Option 3: Pure Microsoft (Simplest)

No additional tooling - just AMA and DCR.

ISE/FTD/Network
      │ syslog
      ▼
Linux VM with Azure Monitor Agent
      │
      ▼
Data Collection Rule (DCR)
      │
      │ transformKql: |
      │   source
      │   | where SyslogSeverity in ("err", "crit", "alert", "emerg")
      │   | where ProcessName == "ise" and Message contains "FAILED"
      │
      ▼
Microsoft Sentinel

Tool Comparison

Tool Strengths Weaknesses Use Case

rsyslog

Everywhere, mature, powerful RainerScript

Complex syntax, single-threaded

Already deployed, simple filtering

syslog-ng

Clean config, good filtering

Less common than rsyslog

When rsyslog isn’t available

Vector

Fast (Rust), VRL transforms, multiple sinks

Newer, learning curve

Complex transforms, high volume

Fluent Bit

Lightweight, Kubernetes-native

Limited transforms

Edge/container environments

Logstash

Feature-rich, Elastic ecosystem

Heavy (JVM), resource hungry

Existing Elastic investment

AMA + DCR

Native Microsoft, no extra infra

Limited to Sentinel, KQL learning

Simplest path to Sentinel

DCR Filtering Examples

Drop Informational Logs

source
| where SyslogSeverity !in ("info", "debug", "notice")

Keep Only Authentication Failures

source
| where ProcessName contains "ise"
| where Message contains "FAILED" or Message contains "5400"

Filter by Facility

source
| where Facility in ("auth", "authpriv", "local0")

rsyslog Filtering Examples

Route by Severity

# /etc/rsyslog.d/50-sentinel.conf

# Critical/Error → Sentinel
if $syslogseverity <= 3 then {
    action(type="omfwd" target="sentinel-collector" port="514" protocol="tcp")
}

# All logs → Archive
*.* action(type="omfile" file="/var/log/archive/all.log")

Filter ISE Logs

# Keep only ISE authentication failures
if $programname == 'ise' and $msg contains 'FAILED' then {
    action(type="omfwd" target="sentinel-collector" port="514" protocol="tcp")
}

Vector Configuration Example

# vector.toml

[sources.syslog_input]
type = "syslog"
address = "0.0.0.0:514"
mode = "udp"

[transforms.filter_critical]
type = "filter"
inputs = ["syslog_input"]
condition = '.severity <= 3 || contains(.message, "FAILED")'

[transforms.filter_bulk]
type = "filter"
inputs = ["syslog_input"]
condition = '.severity > 3 && !contains(.message, "FAILED")'

[sinks.sentinel]
type = "azure_monitor_logs"
inputs = ["filter_critical"]
customer_id = "${WORKSPACE_ID}"
shared_key = "${SHARED_KEY}"
log_type = "SecurityLogs"

[sinks.s3_archive]
type = "aws_s3"
inputs = ["syslog_input"]  # All logs
bucket = "log-archive"
region = "us-west-2"

Cost Comparison

Approach Additional Cost Notes

Monad

SaaS subscription + Sentinel ingestion

Vendor dependency, no native ISE/FTD

In-House (rsyslog/Vector)

Linux VM(s) + Sentinel ingestion

Staff time for setup/maintenance

Pure Microsoft (AMA/DCR)

Sentinel ingestion only

Simplest, but less flexible filtering

Recommendation

For CHLA network team scope (ISE, FTD, network devices):

Phase Approach

Start

Option 3 (AMA + DCR) - validate filtering works

Scale

Option 1 (rsyslog + AMA) - add central collector for complex routing

Advanced

Option 2 (Vector) - if transforms become complex or volume explodes

Key point: Start simple.
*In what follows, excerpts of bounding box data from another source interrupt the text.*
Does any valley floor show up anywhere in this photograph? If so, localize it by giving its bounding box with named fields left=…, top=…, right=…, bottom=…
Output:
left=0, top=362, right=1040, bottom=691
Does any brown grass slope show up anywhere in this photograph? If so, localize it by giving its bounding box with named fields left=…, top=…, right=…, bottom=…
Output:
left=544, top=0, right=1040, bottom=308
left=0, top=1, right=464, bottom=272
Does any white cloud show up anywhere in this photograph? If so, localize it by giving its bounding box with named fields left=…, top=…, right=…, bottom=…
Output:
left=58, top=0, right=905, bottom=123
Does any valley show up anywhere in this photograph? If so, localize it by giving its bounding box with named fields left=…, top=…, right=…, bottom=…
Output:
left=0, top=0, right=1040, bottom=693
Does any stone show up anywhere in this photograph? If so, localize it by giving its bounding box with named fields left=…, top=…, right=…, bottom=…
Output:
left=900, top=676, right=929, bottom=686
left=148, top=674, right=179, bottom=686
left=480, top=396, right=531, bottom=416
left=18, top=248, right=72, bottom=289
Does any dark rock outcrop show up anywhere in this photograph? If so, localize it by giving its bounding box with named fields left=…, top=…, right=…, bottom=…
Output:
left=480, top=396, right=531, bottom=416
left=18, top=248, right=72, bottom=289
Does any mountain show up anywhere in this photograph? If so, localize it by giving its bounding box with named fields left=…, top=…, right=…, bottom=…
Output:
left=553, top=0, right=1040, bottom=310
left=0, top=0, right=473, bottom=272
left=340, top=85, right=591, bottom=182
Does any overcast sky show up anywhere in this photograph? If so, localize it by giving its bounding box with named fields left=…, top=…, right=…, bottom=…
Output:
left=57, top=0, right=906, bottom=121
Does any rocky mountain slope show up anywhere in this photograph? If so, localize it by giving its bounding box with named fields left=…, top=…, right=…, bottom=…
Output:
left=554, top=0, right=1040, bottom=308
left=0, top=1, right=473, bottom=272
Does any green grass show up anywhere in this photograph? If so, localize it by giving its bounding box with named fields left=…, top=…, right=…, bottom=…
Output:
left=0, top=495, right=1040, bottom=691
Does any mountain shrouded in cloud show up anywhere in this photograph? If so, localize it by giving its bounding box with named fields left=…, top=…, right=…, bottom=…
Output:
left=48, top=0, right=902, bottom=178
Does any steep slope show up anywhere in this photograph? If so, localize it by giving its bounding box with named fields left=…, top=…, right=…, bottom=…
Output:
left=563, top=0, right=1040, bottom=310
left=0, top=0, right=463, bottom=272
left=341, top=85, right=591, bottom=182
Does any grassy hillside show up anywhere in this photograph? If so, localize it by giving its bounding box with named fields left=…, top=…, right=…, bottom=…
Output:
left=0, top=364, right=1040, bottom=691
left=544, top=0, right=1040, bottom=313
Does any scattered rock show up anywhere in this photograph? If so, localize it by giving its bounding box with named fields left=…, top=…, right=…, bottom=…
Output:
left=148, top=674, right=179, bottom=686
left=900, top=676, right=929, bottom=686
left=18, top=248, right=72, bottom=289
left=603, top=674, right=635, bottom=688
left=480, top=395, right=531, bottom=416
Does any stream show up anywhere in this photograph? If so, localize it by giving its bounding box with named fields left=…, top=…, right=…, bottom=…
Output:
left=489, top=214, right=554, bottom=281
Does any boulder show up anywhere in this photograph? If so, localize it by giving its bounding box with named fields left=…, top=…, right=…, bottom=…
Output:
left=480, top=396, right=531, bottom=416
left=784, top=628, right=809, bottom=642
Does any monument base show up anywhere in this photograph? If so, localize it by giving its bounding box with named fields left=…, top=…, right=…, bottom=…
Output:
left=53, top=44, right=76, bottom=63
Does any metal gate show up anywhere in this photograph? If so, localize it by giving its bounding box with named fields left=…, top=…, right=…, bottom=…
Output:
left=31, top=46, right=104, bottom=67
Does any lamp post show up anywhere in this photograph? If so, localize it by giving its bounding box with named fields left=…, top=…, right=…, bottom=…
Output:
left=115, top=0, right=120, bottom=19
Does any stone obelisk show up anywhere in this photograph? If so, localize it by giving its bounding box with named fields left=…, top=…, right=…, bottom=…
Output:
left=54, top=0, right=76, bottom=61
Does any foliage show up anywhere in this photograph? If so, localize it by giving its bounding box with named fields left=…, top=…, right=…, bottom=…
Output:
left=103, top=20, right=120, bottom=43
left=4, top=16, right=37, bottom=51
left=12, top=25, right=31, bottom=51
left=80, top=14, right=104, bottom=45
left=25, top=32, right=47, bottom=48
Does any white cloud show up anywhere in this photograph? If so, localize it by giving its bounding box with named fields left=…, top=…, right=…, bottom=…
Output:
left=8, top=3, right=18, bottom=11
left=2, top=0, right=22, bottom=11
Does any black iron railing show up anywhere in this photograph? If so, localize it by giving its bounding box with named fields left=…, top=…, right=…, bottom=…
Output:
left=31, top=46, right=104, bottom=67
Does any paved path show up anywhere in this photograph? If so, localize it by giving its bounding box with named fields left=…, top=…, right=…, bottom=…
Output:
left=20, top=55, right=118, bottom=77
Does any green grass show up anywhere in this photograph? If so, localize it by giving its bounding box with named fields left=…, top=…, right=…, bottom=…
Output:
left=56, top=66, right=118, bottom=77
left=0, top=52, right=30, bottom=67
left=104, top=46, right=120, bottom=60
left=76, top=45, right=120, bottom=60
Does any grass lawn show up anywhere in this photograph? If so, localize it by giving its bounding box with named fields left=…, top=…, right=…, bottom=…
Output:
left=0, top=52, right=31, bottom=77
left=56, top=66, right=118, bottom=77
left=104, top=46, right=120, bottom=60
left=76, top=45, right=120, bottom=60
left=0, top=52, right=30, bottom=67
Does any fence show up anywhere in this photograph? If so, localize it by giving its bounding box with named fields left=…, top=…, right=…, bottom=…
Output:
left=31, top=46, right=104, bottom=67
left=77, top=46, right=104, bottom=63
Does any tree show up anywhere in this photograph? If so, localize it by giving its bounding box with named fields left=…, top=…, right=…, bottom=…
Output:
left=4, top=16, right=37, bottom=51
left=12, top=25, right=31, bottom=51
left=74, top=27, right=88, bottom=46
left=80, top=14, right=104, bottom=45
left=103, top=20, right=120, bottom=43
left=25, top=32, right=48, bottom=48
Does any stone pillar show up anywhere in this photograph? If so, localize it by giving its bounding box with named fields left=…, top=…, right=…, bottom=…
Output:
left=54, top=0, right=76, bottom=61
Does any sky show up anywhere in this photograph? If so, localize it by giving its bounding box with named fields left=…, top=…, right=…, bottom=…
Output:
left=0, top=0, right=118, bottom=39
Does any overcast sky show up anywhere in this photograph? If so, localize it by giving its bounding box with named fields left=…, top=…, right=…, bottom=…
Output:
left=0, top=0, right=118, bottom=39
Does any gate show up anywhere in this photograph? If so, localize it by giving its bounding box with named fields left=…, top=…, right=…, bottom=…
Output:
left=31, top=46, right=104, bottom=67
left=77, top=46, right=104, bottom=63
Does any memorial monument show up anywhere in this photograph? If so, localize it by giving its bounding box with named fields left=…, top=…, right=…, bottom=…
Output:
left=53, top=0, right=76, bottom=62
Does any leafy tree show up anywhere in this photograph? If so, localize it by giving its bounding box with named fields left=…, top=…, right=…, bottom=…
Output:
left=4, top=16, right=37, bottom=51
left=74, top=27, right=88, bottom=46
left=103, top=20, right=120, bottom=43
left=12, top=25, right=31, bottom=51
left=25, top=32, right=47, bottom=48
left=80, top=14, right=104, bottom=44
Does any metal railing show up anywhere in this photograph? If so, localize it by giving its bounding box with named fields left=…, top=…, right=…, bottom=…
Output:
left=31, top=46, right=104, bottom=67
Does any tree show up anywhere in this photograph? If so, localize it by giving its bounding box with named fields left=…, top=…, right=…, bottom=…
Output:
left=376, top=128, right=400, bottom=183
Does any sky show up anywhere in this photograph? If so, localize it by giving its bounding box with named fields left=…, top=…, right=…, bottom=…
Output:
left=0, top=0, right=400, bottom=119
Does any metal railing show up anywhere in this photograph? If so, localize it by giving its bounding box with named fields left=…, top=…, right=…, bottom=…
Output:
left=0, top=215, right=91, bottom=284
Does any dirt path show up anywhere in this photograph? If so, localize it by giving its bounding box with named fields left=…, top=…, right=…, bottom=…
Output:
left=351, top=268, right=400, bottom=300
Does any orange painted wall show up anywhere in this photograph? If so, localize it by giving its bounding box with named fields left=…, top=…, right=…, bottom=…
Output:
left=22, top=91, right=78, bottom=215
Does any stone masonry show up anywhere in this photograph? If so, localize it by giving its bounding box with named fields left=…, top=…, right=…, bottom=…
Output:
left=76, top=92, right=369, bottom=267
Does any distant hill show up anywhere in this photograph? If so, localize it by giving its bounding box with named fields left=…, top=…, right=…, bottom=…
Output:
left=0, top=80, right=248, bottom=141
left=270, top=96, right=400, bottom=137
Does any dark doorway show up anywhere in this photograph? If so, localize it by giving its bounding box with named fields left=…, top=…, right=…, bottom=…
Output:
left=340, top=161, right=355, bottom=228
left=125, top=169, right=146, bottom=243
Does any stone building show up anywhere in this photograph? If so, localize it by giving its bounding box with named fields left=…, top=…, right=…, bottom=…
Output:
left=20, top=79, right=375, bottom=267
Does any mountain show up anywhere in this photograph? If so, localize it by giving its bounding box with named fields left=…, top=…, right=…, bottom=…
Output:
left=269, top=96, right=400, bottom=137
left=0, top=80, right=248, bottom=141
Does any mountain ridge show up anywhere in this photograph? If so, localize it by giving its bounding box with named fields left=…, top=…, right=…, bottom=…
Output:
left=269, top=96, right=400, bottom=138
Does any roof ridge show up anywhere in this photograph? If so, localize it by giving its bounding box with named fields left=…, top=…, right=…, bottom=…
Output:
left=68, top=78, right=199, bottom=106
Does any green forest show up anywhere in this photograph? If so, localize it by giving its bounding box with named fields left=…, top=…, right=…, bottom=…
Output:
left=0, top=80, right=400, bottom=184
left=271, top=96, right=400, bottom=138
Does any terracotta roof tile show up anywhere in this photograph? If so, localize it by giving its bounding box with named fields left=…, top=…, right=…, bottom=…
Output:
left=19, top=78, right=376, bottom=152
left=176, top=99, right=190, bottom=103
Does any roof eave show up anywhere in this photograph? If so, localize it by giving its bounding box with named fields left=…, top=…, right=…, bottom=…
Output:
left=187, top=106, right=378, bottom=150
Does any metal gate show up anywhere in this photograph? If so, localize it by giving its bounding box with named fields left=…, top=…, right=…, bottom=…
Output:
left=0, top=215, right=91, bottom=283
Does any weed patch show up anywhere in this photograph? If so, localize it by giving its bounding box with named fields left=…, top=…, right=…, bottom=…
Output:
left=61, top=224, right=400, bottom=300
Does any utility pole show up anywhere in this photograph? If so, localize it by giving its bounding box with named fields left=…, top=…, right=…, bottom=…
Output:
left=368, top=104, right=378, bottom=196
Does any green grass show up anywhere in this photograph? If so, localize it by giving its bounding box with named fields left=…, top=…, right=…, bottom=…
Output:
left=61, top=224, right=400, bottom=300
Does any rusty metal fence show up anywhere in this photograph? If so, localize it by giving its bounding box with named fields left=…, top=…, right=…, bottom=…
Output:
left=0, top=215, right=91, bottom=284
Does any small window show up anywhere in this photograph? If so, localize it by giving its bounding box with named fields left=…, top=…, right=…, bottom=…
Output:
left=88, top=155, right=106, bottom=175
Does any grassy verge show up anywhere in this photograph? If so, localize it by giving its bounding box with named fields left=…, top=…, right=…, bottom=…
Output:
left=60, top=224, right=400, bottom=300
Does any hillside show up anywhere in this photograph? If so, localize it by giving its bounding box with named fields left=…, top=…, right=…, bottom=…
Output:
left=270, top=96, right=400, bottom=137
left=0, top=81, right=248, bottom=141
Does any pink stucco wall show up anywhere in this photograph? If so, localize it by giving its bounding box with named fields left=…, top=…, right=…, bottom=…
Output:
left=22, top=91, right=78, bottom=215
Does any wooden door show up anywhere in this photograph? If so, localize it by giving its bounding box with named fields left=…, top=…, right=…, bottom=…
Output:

DCR filtering may be enough. Add complexity only when needed.

Open Questions

  1. Existing syslog infrastructure - What’s already deployed for log collection?

  2. Azure landing zone - Is AMA already in use elsewhere?

  3. Archive requirements - How long must logs be retained? Where?

  4. Team skills - rsyslog expertise vs. willingness to learn Vector/VRL?